# DT205/220/1 
## MATH1810
## Introduction to Scientific Python

## Notebook 8

## NumPy Basics

This notebook follows Sections 6.1 and 6.2.1 of Hill.

In [None]:
%run ./.setup.ipynb

## Basics

The main object in NumPy is the `ndarray` type. It is an array of arbitrary dimensions but of a single type (eg. `int` or `float`).

NumPy is *very* commonly use in scientific programming for two reasons:

1. speed: it is fast because it is precompiled in C;

2. vectorization: whole arrays can be operated on in one expression.

To use NumPy, it is imported using

``
import numpy as np
``

after which point, any of the attributes of the library are referenced using `np.`



### Array creation

To create a numpy array the `np.array` constructor is used.

In [None]:
import numpy as np
a = np.array( (100, 101, 102, 103) )
a
b = np.array( [[1.,2.], [3.,4.]] )
b

To reference a NumPy array, the indexing is done using a `tuple`. Recall that tuple brackets are often assumed and almost never used referencing NumPy arrays.

** Note that this is *different* to indexing the other iterable objects in Python we have seen so far.**

The indexing runs from zero as usual.

**Note that NumPy array elements are stored in sequential row-major order. This means that increasing the *right-most* index by one moves from one element to it's adjacent neighbour in the computer memory.**


In [None]:
b[1,1]
b[(1,1)] # same thing but never used

The type of the array is either
*  *assumed* from the assigned values - in this case the least general type that acommodates all the assigned values is used,

In [None]:
b=np.array( [[1,2], [3,4.]] )
b
type(b[0,0])

* or set using the optional `dtype` argument.

In [None]:
b=np.array( [[1,2], [3,4.]] )
type(b[0,0])

In [None]:
b=np.array( [[1,2], [3,4.]],dtype=complex)
b
type(b[0,0])

### Other ways to create an array with dimensions $a\times b\times c$

* `np.empty((a,b,c)` creates an empty array  
* `np.ones((a,b,c))` creates a float array filled with ones (`dtype` may be set optionally)
* `np.zeros((a,b,c))` as above, but filled with zeros

In [None]:
np.empty((2,2))
np.ones((2,2))
np.zeros((2,2))

### Setting an array to sequence of values using `np.linspace`

Very often when you carry out computational approximations to solutions of problems, you will represent values at *discrete* values.
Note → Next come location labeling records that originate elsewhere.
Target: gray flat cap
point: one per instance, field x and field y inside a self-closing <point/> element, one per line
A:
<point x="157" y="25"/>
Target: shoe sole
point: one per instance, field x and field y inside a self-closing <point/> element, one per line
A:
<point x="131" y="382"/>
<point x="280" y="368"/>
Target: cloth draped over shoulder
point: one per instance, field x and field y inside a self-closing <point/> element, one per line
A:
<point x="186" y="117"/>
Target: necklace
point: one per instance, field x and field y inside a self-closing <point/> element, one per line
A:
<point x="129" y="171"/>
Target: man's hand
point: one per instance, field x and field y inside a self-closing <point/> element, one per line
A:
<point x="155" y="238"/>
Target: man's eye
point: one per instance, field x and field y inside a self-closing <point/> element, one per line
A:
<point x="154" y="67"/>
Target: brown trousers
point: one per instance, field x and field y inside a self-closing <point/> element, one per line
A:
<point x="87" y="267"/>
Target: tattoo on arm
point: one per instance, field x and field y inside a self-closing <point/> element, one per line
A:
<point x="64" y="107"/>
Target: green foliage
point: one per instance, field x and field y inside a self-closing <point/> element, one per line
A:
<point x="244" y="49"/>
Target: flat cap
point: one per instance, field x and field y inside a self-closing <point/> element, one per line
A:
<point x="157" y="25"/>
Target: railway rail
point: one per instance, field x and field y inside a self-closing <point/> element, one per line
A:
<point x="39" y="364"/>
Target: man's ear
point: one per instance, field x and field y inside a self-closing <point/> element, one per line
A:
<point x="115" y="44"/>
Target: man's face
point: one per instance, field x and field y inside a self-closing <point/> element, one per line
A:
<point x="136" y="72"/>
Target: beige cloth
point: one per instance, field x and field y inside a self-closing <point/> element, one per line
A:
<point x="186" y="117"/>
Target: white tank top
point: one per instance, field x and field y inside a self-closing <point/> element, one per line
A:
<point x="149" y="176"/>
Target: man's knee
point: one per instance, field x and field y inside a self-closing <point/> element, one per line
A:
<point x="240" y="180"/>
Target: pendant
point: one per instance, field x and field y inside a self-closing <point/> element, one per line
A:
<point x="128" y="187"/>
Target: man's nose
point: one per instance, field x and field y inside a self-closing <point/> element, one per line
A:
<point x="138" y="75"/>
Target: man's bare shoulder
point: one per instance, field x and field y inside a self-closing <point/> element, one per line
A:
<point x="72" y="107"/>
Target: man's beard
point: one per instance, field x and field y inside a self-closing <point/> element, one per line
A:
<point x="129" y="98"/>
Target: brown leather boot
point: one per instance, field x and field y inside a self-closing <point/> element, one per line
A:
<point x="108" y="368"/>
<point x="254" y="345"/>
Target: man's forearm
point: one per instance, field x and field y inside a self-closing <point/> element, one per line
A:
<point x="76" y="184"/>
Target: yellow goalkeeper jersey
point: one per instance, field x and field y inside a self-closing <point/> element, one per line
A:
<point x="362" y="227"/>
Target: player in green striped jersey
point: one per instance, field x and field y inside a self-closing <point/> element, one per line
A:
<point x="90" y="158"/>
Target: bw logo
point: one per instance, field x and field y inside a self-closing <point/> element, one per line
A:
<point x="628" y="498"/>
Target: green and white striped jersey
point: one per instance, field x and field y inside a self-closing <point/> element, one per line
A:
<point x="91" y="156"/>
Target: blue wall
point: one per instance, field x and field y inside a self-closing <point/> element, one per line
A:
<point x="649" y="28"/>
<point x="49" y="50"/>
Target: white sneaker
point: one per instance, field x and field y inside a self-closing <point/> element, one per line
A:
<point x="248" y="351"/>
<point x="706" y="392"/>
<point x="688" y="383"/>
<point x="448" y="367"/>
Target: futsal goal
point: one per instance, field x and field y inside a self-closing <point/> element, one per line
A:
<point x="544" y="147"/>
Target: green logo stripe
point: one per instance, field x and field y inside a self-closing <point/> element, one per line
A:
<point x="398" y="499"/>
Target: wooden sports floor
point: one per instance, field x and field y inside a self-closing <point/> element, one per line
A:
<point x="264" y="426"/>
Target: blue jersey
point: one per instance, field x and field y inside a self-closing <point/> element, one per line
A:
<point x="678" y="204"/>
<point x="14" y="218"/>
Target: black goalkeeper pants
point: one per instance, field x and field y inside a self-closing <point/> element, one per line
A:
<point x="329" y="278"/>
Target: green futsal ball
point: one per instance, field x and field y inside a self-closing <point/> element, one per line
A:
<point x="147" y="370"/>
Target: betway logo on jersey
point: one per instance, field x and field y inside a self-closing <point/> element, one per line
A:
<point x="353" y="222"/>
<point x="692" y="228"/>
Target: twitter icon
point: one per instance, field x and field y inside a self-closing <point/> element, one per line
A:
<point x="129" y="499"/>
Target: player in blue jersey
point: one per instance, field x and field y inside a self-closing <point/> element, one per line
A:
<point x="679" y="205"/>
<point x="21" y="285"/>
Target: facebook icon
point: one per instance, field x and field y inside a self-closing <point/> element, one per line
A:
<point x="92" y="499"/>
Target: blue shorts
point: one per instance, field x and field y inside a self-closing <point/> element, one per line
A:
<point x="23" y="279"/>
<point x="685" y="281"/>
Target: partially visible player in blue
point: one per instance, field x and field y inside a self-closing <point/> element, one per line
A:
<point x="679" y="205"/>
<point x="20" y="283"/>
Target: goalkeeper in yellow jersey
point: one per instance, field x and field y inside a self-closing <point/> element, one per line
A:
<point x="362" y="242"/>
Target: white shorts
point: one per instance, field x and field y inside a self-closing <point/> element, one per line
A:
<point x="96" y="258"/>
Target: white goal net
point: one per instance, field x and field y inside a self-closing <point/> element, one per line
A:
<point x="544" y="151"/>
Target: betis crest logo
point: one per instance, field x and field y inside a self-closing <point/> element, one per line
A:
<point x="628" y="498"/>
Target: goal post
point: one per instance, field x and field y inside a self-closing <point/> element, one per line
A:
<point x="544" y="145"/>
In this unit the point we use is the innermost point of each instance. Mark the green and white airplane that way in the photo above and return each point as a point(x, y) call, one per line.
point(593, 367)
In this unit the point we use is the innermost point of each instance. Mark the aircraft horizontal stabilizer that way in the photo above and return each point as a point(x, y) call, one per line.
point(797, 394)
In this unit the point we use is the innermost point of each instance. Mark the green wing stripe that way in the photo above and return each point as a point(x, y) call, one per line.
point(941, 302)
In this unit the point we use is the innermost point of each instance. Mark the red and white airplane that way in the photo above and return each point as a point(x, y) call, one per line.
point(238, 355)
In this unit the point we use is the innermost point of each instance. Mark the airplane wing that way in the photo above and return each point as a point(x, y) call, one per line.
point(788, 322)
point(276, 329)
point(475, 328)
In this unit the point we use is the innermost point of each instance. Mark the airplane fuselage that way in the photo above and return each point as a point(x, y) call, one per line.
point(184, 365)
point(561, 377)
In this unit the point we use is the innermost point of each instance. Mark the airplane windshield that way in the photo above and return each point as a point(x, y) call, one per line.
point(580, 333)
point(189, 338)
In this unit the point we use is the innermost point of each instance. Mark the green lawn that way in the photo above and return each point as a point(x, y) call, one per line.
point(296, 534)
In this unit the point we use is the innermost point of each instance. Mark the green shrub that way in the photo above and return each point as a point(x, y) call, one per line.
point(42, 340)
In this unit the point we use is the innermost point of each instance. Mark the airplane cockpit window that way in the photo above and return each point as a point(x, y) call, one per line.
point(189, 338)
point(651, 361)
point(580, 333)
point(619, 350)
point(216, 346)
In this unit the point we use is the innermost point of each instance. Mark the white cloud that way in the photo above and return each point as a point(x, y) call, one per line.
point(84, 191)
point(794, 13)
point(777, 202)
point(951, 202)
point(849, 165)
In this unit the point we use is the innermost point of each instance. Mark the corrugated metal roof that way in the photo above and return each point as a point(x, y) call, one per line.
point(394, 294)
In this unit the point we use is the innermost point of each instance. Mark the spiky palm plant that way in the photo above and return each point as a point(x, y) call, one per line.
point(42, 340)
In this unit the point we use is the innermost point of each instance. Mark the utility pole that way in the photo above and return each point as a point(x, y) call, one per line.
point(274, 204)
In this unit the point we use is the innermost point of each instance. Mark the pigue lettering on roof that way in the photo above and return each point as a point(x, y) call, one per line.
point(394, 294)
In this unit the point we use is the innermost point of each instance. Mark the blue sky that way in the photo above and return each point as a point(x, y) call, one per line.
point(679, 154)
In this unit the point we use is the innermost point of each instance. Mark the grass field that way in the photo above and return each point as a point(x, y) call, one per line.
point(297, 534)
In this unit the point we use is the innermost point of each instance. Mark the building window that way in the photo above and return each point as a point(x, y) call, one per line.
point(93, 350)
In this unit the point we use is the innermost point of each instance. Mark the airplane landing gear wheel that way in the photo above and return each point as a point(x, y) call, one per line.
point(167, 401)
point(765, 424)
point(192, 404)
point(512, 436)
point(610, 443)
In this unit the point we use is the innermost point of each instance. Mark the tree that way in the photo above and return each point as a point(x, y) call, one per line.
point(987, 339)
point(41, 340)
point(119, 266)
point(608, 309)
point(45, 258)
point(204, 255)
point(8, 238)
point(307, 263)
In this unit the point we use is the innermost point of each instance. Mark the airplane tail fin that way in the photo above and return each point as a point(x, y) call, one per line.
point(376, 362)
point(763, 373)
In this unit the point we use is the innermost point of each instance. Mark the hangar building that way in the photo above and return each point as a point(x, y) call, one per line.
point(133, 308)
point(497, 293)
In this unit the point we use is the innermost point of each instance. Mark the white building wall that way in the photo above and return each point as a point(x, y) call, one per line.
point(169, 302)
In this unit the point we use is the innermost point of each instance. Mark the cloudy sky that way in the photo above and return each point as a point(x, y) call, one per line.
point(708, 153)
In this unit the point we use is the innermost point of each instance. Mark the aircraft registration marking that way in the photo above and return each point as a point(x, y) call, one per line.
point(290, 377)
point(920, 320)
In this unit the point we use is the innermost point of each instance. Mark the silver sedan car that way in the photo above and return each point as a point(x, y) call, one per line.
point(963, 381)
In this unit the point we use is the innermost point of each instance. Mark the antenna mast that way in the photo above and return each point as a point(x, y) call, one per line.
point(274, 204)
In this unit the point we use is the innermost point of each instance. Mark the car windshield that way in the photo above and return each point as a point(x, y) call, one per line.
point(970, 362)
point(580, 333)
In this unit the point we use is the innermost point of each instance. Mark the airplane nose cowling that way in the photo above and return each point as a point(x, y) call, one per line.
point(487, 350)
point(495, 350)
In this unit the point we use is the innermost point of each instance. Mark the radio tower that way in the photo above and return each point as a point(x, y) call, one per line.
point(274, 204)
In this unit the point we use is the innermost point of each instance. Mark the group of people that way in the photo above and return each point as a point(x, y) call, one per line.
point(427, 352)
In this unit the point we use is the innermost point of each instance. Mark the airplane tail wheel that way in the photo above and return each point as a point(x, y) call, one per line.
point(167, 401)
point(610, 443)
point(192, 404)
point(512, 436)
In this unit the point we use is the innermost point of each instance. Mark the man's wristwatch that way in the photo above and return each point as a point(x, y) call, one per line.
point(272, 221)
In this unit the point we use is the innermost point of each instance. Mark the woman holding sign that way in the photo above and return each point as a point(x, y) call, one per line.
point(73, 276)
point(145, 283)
When doing this, either for calculations or plotting, the `np.linspace` function is very common.

The function takes arguments for starting value, end value, and the number of values evenly spaced between **and including** the start and end points.

In [None]:
a=np.linspace(0,10,5)
a

`np.linspace` can also be instructed to return the interval size using the optional keyword `retstep` and setting its value to `True`

In [None]:
a,dx=np.linspace(0,10,5,retstep=True)
a
dx

### Initializing from a function 

If you want to initialise an array where the values of each element are some function of the indices, you can do this using the `np.fromfunction` method with any function (including a lambda function if it is simple).


In [None]:
#using user defined function
def f(i, j):
    return 2*i*j
np.fromfunction(f,(4,3))

#using lambda function
np.fromfunction(lambda i,j: 2*i*j, (4,3))

### `ndarray` attributes

|  Attribute|  Description     |
|----|--------|
|shape |The array dimensions: the size of the array along each of its axes, returned as a tuple of integers|
|ndim |Number of axes (dimensions). Note that `ndim == len(shape)`|
|size |The total number of elements in the array, equal to the product of the elements of shape|
|dtype |The array's data type|
|data |The "buffer" in memory containing the actual elements of the array|
|itemsize |The size in bytes of each element|


In [None]:
a=np.zeros((2,2))
a.shape
a.ndim
a.dtype

### Universal functions

NumPy has its own class of function objects of type `ufunc`. These *universal functions* are used for varrying out **vectorized** operations elementwise over arrays and as such are different to `math` module functions even though the methods themselves may have the same name.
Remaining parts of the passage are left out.